House of Pounding Hearts (The Kingdom of Crows #2)(5)



“Aoife is Imogen’s sister,” Phoebus explains.

Beneath her black mask of makeup rests the same small feather that adorns every Crow’s cheekbone. “You met Immy?”

The memory of Lorcan’s colleague abrades my already tetchy mood.

“We ran into her and Ríhbiadh on our way over.” Everyone at our table—and not at our table—grows quiet when Phoebus drops Lorcan’s last name.

“Well, I’m nice one.” Eefah leans over the table, her long braid swishing past shoulders that are wider than Giana’s, but not quite as wide as Riccio’s. Probably from all the flying.

I try to remember if Imogen’s were as wide, but the hallway in which we met was dark and I was rather busy glowering at my jailer.

“You and me have so much in common, Aoife.” Sybille grins tauntingly at her older sister, who rolls her eyes.

“I personally prefer Gian—” Before Phoebus can pop the last a out, Sybille pinches an orange rind off an otherwise bare platter and launches it at our friend’s pretty face. It hits his tall forehead and slithers down his nose before plopping onto the table. “Just proving my point, Syb.” He knuckles the slimy juice off his skin. “Oh, and you’ll pay for that later.”

She smiles as though daring him to get her back. Which he will. Phoebus always strikes back, but unlike Syb, who’s of the act-first-ask-questions-later tribe, Pheebs is imbued with an inordinate amount of patience.

“So, Imogen works with your king?” I ask.

“Your king?”

“Morrgot. Or whatever it is your people call him.” The Crow word leaves a bad taste in my mouth because, for the longest time, I thought it was Lorcan’s name. Well, his birds’ name—names. It was Dante who corrected my awry assumption by offering me the translation: Your Highness.

“Your people?” Eefah’s brow puckers. “Cathal is father, no?”

“Yup.” Sybille bumps her shoulder into mine.

Eefah’s forehead smooths. “You are Crow too, Fallon. Lorcan Ríhbiadh is your king, too.”

“Lorcan Reebyaw will never be my king.” My avowal is met with vicious hisses.

Hmm . . . There are few things I enjoy more than being challenged, Behach ?an.

My gaze snaps to the tavern entrance where I expect to find Lorcan. When I don’t see him, I scan every shadow for golden pinpricks. That wasn’t me challenging you.

And yet, I feel challenged.

Although I think the words, my lips also shape them, “It’s not a challenge.”

“What’s not a challenge?” Syb asks.

“Nothing,” I grumble.

“I’m guessing Fallon took after her birth mother.” Riccio rubs the stubbled edge of his jaw. “I hear the princess of Shabbe was quite the looker.”

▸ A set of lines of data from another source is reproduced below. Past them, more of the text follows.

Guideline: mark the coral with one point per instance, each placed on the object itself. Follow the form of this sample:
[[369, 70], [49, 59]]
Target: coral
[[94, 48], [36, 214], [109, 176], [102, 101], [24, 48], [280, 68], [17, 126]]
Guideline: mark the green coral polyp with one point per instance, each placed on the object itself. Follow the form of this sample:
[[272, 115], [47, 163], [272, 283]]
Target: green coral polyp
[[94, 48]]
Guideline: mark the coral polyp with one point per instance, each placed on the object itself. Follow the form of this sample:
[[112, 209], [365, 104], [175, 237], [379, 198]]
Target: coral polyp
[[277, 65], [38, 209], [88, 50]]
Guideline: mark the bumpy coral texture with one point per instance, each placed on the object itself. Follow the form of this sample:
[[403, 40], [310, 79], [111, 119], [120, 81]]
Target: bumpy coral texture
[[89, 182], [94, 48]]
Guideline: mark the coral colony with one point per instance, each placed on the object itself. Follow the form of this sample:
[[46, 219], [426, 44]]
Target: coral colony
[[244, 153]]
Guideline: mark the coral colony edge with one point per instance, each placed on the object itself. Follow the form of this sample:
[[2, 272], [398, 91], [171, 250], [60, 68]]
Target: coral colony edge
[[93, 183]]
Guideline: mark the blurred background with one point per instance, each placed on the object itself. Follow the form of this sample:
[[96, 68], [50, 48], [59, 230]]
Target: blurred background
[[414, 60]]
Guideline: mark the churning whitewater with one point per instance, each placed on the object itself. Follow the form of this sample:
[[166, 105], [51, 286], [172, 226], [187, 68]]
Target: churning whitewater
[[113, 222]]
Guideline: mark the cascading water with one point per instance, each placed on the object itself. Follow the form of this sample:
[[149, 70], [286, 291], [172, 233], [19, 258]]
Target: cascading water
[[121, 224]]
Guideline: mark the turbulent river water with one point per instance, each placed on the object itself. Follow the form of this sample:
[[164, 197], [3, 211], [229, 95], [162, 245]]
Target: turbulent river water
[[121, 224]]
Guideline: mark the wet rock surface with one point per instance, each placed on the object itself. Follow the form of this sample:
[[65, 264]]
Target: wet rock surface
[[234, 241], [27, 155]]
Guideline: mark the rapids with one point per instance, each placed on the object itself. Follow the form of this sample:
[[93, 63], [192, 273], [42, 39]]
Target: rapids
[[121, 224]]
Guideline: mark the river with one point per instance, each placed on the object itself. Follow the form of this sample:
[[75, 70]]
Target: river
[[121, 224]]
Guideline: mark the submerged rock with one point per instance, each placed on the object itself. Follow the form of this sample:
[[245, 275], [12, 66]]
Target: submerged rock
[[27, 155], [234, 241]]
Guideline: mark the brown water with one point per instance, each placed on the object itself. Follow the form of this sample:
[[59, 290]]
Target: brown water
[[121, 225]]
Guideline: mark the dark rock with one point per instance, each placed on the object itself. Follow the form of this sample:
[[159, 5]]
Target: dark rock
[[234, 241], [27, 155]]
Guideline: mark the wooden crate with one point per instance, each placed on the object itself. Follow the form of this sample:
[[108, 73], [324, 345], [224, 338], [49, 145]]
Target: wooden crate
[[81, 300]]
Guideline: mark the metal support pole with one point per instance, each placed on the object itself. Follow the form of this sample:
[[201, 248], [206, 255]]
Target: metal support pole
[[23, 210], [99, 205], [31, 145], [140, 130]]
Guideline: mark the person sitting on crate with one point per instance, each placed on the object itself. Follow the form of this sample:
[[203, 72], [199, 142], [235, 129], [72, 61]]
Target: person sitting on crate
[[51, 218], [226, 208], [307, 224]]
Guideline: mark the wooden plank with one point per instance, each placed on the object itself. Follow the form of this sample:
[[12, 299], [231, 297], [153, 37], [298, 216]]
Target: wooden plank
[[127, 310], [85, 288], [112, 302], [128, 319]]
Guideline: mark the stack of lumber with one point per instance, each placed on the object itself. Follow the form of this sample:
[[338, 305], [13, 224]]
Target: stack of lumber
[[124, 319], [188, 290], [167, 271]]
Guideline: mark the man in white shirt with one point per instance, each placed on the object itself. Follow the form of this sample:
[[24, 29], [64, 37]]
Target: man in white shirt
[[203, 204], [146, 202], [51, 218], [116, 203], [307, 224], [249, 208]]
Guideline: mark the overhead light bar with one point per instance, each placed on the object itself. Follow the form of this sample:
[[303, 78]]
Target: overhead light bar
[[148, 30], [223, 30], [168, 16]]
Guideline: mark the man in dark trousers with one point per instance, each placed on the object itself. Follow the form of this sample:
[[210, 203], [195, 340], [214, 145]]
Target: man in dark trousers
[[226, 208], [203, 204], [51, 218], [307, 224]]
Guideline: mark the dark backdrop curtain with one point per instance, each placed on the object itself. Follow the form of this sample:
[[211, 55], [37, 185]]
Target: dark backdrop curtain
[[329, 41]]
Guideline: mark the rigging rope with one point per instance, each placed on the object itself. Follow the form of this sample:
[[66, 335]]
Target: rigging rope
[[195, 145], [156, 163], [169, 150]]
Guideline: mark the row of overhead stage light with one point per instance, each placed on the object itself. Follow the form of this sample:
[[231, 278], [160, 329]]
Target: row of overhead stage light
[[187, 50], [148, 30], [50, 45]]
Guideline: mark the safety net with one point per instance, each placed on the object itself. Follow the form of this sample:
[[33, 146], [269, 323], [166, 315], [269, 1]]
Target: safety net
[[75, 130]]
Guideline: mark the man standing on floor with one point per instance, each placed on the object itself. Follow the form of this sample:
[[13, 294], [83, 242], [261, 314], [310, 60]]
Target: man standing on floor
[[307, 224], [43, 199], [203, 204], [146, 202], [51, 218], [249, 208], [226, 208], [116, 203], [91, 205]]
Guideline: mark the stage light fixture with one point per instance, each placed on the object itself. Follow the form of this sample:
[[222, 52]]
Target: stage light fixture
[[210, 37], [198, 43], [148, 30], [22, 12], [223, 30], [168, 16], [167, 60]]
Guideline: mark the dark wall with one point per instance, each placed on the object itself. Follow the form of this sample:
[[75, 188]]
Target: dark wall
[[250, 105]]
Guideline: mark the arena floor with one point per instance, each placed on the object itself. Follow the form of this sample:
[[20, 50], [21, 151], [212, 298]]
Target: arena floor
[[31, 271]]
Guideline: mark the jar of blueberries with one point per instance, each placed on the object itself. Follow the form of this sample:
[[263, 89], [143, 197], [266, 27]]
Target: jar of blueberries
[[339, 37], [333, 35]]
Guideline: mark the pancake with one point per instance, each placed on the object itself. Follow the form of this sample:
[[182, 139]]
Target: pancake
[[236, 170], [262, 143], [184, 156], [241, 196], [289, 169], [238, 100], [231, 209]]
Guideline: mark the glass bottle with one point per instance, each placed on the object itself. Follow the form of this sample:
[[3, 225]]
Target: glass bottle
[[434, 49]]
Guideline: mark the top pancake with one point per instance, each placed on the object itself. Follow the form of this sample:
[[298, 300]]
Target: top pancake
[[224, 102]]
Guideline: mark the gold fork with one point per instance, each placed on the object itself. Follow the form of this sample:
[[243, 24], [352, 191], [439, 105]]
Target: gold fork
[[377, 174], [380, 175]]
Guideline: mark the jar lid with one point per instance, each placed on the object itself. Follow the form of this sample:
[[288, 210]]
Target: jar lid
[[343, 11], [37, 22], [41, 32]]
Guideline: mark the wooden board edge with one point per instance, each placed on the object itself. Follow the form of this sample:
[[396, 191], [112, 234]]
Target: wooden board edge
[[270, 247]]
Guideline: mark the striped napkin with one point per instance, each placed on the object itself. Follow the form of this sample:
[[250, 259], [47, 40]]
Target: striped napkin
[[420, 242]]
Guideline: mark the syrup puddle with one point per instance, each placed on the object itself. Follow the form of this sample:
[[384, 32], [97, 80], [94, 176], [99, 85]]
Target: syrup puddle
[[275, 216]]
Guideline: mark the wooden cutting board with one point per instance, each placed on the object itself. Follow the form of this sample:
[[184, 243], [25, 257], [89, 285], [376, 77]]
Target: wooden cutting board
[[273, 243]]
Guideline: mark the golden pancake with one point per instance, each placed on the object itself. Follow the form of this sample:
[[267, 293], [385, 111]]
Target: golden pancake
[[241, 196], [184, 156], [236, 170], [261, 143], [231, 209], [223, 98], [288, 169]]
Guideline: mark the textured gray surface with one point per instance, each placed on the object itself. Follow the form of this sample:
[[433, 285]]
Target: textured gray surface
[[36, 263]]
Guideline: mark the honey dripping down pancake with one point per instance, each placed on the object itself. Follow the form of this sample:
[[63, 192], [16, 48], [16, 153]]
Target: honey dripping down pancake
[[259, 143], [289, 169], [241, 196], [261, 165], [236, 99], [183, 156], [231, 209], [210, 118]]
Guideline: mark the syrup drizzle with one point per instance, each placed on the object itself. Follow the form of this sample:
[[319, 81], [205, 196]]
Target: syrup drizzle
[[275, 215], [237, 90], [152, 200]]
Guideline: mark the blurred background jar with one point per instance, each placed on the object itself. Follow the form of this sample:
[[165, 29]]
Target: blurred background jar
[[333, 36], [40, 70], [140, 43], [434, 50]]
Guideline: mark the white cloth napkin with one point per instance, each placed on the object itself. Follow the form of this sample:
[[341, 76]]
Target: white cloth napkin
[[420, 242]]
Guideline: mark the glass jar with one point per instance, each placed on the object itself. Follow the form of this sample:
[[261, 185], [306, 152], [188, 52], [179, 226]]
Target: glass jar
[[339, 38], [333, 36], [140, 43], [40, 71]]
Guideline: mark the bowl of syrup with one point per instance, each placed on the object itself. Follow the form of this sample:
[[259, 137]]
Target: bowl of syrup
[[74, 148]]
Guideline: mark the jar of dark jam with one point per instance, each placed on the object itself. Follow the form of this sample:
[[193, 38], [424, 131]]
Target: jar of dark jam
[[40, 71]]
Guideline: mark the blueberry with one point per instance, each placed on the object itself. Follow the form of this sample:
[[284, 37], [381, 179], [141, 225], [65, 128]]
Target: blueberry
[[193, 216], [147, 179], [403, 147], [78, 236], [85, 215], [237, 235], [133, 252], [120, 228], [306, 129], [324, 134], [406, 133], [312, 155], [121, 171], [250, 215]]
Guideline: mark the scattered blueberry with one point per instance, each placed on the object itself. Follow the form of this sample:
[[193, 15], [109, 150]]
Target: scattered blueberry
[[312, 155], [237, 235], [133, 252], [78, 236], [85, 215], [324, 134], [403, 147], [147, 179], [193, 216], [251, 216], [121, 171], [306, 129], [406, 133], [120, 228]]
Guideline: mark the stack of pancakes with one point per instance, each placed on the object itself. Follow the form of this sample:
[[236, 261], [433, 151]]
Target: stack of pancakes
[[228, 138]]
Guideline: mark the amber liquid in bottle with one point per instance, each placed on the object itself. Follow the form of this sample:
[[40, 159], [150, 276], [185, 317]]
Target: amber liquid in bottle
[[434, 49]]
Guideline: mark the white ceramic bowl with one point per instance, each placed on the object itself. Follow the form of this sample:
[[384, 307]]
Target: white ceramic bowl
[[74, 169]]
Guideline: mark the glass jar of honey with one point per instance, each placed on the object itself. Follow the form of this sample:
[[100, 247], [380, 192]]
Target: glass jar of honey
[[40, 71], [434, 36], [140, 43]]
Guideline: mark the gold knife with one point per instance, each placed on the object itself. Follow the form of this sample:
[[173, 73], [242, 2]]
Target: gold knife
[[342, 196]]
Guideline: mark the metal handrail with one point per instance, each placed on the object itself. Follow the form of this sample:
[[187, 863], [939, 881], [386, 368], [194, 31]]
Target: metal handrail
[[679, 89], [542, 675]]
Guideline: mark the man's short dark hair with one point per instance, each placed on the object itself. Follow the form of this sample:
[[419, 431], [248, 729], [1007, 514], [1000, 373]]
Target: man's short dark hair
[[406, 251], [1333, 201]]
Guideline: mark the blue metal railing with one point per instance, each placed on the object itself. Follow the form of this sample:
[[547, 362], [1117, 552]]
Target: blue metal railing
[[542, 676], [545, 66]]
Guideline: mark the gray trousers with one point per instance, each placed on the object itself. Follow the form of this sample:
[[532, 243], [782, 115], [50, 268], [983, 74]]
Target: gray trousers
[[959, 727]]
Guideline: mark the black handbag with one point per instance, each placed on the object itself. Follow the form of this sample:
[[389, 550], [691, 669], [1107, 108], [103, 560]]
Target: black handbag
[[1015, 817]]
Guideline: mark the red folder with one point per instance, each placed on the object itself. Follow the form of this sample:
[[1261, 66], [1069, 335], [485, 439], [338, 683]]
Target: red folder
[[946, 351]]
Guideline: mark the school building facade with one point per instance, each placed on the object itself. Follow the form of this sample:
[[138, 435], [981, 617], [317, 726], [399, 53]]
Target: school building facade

The blood drains from my face. “You know?” I stare around the table, seeking scrunched brows but finding none. “You all know?”

“Lazarus told us,” Sybille says softly, as though she senses that speaking any louder would make me snap.

I hunt the dim tavern for the giant Fae healer with the silver hair but don’t find him amongst the patrons.

“He assumed we already knew since Antoni knew,” Gia adds.

I whip my gaze toward the boat captain. Although his irises are the same blue as Dante’s, they somehow seem darker tonight, like the ocean that stretches between Luce and Shabbe instead of the midday sky. “Since when?”

He inhales deeply, his jaw as stiff as my spine. “Since that night in the woods with Bronwen.”

The night he trailed me to where Bronwen was waiting for me with Furia. How I miss the stallion Dante rode away on. One more reason I have to loathe the new Fae king.

“Zendaya was great beauty.” Eefah sighs as Connor returns with a jug, which I hope contains more Crow wine, and a platter piled high with grilled vegetables and fruits.

No dead animal in sight. No seeds, either.

“Was?” I look away from the colorful mound striped black like everything else in this kingdom. “Is she—dead?”

“No.” The answer comes from behind me.

I twist around on the bench, my gaze climbing up . . . and up . . . and up.

“Your mother is alive.” The gruff timbre accenting the male’s Lucin raises the fine hairs on my arms.

Eefah gasps and rambles something in Crow I don’t catch, because every gram of my attention is concentrated on the male swathed in smoke.

“?lo, daughter.”





Three





Time stops as I take in the man who made me; this elusive father I’ve only just learned about.

Although I’ve seen him in visions, the glimpses I’ve had of him don’t compare to the actual person. He’s taller, larger, and completely more terrifying in real life.

His nose looks to have been bashed in by an entire mountain, his whiskered jaw is jagged enough to saw through tree trunks, his hair is a chin-length storm cloud, and his eyes . . . they’re the darkest shade of black, darker than the murder of Crows that cloaked the sun the day Lorcan roused his people. They are eyes that have soaked up all the rage in the world and stored it.

This rage and the blood it enflames are the only things this man and I have in common. In no other way do we resemble one another.